Wir wollten uns im Sumpf, an unserem geheimen Ort, treffen. Vermutlich war er gar nicht besonders geheim, aber er gehörte uns. Wir spielten oft dort, in der feuchten grünen Luft, und erlebten unsere Abenteuer zwischen Moos, wilden Azaleen und dem Gesang der Vögel.
Man hatte uns verboten, nach Sonnenuntergang dort hinzugehen, aber wenn man acht Jahre alt ist, ist es aufregend, Verbote zu missachten.

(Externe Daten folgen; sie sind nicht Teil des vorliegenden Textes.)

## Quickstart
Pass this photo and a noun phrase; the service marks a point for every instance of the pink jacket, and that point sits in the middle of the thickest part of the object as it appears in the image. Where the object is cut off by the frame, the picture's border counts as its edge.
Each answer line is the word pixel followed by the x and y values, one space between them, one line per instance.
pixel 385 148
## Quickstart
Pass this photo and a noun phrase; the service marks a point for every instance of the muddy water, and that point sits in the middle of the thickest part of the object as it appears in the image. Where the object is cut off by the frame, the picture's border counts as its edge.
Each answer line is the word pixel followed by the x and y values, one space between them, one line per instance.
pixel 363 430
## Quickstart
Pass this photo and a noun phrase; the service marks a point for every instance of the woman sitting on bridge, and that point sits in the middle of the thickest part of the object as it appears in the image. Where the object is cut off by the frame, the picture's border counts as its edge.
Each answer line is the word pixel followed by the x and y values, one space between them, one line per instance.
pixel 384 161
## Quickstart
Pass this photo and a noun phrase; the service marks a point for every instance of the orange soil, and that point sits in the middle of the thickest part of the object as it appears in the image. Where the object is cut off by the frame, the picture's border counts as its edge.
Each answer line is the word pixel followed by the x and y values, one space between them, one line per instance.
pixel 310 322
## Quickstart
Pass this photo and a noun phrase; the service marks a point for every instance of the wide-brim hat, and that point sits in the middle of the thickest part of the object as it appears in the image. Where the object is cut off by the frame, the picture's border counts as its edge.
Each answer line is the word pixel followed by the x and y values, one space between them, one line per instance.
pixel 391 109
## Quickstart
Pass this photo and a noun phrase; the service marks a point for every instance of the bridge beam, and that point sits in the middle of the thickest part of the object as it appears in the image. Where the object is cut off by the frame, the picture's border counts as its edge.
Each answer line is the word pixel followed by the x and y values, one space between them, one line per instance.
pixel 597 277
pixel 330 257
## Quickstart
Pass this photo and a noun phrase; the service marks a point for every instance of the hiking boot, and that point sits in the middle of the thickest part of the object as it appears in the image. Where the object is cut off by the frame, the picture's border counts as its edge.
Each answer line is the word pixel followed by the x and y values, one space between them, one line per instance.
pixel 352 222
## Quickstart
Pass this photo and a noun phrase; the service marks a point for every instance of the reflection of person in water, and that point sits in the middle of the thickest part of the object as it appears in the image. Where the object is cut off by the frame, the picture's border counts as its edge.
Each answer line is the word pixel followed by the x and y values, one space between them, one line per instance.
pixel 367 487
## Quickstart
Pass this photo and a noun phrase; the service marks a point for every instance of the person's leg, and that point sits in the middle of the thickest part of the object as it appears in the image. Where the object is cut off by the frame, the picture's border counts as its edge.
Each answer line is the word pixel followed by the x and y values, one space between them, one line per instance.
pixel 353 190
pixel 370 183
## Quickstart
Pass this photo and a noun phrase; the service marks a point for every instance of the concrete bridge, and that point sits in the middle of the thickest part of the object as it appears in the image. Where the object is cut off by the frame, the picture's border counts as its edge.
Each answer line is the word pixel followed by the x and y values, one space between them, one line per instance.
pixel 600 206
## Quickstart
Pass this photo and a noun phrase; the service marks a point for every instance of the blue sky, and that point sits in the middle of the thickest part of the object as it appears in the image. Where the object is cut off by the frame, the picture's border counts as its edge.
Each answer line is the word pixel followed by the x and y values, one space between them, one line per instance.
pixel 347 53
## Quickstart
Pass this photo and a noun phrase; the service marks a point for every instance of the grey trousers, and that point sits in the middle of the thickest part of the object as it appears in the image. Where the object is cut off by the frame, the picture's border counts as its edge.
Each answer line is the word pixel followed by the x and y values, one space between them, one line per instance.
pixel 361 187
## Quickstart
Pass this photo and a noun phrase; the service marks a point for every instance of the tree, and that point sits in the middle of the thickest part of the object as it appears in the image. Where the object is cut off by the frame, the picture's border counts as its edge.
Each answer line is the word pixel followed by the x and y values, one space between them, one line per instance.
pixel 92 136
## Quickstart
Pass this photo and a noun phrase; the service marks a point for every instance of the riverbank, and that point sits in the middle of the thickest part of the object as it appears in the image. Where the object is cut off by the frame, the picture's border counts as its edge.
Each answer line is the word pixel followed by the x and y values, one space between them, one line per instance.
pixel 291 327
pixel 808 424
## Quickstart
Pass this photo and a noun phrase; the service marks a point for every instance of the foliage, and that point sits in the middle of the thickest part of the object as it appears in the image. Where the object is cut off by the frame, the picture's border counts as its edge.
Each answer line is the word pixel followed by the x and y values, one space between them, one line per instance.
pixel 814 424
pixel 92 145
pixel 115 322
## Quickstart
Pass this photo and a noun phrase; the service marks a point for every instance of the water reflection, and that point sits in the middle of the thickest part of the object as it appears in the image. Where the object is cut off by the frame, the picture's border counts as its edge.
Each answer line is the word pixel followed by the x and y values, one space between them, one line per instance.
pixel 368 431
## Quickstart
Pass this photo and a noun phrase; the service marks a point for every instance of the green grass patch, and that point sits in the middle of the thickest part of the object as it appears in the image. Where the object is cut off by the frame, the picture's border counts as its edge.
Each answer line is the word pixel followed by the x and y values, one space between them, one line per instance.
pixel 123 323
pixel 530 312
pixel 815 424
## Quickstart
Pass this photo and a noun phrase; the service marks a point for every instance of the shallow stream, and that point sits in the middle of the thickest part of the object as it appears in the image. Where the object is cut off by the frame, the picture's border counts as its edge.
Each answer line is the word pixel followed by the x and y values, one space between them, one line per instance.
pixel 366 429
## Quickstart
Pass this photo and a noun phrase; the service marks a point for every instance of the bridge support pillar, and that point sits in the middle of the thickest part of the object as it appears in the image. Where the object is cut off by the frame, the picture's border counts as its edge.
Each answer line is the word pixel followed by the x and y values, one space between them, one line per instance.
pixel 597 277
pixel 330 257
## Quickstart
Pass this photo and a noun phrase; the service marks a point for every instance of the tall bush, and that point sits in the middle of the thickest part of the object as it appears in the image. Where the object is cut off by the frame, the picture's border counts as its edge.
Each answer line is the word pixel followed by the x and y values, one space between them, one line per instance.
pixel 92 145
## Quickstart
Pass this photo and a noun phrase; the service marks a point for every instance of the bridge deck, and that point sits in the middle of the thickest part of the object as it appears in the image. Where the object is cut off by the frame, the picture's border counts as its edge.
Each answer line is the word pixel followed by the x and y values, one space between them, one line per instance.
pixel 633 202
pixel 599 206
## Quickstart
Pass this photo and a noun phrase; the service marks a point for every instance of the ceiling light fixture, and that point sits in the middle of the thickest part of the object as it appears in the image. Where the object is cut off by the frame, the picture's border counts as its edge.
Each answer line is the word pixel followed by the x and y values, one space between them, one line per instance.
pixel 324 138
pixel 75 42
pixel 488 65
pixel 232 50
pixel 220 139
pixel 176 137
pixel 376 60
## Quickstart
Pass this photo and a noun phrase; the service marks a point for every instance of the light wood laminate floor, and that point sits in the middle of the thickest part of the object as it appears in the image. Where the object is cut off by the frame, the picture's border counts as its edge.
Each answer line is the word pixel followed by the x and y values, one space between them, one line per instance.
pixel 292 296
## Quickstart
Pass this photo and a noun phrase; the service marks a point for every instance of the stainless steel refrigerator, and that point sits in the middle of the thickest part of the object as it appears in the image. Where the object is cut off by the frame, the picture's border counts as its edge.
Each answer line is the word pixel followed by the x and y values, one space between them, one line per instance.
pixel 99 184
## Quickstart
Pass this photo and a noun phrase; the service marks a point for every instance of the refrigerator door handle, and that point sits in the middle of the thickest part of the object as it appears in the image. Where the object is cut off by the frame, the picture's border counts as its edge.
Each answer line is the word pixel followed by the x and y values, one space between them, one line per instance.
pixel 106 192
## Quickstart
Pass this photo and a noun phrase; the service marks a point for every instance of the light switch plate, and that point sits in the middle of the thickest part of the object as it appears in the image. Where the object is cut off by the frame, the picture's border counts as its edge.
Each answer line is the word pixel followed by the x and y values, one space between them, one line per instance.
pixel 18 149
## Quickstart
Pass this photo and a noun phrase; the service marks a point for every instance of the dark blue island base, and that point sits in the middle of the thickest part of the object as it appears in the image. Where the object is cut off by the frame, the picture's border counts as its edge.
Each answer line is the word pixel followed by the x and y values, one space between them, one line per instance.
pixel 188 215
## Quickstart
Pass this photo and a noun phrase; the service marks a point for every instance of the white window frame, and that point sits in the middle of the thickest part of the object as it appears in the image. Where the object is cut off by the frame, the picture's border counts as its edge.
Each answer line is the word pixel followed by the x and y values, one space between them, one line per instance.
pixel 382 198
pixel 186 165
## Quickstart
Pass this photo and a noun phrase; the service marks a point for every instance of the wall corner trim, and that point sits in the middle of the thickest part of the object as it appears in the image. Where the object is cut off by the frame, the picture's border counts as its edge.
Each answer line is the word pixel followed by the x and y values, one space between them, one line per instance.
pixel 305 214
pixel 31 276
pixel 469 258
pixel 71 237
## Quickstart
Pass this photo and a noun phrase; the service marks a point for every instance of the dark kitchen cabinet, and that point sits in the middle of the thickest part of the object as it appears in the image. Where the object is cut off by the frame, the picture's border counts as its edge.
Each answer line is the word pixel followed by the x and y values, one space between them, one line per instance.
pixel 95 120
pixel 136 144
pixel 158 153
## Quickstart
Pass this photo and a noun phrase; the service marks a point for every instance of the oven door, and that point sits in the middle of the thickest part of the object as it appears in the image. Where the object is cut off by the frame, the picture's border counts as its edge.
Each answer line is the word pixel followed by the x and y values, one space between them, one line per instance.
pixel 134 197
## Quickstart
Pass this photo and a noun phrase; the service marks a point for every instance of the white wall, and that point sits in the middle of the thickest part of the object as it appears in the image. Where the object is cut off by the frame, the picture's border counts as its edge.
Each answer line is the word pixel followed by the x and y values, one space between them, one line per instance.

Ich wollte Marshmallows und Limonade mitbringen - zum Teil aus purem Stolz. Meine Eltern waren arm, und ich war noch ärmer, aber ich musste etwas dazu beitragen, und so hatte ich das Geld gezählt, das ich in dem Steinkrug unter meinem Bett versteckte. Ich besaß in jener Augustnacht noch zwei Dollar und sechsundachtzig Cents - nachdem ich die Sachen bei Hanson gekauft hatte -, und hatte mein restliches Vermögen, das nur noch aus Pennies, Nickels und einigen hart verdienten Vierteldollarmünzen bestand, in einem Einmachglas versteckt.
Zum Abendessen gab es Hühnchen und Reis. Im Haus war es, obwohl der Ventilator auf Hochtouren lief, so heiß, dass das Essen eine Qual war. Aber wenn man auch nur ein Reiskorn auf dem Teller hatte, erwartete mein Vater, dass man es aß und dankbar dafür war. Vor dem Abendessen wurde gebetet. Je nach Daddys Stimmung dauerte das zwischen fünf und zwanzig Minuten, und in der Zwischenzeit wurde das Essen kalt, und der Magen knurrte und der Schweiß rann einem in Bächen den Rücken hinunter.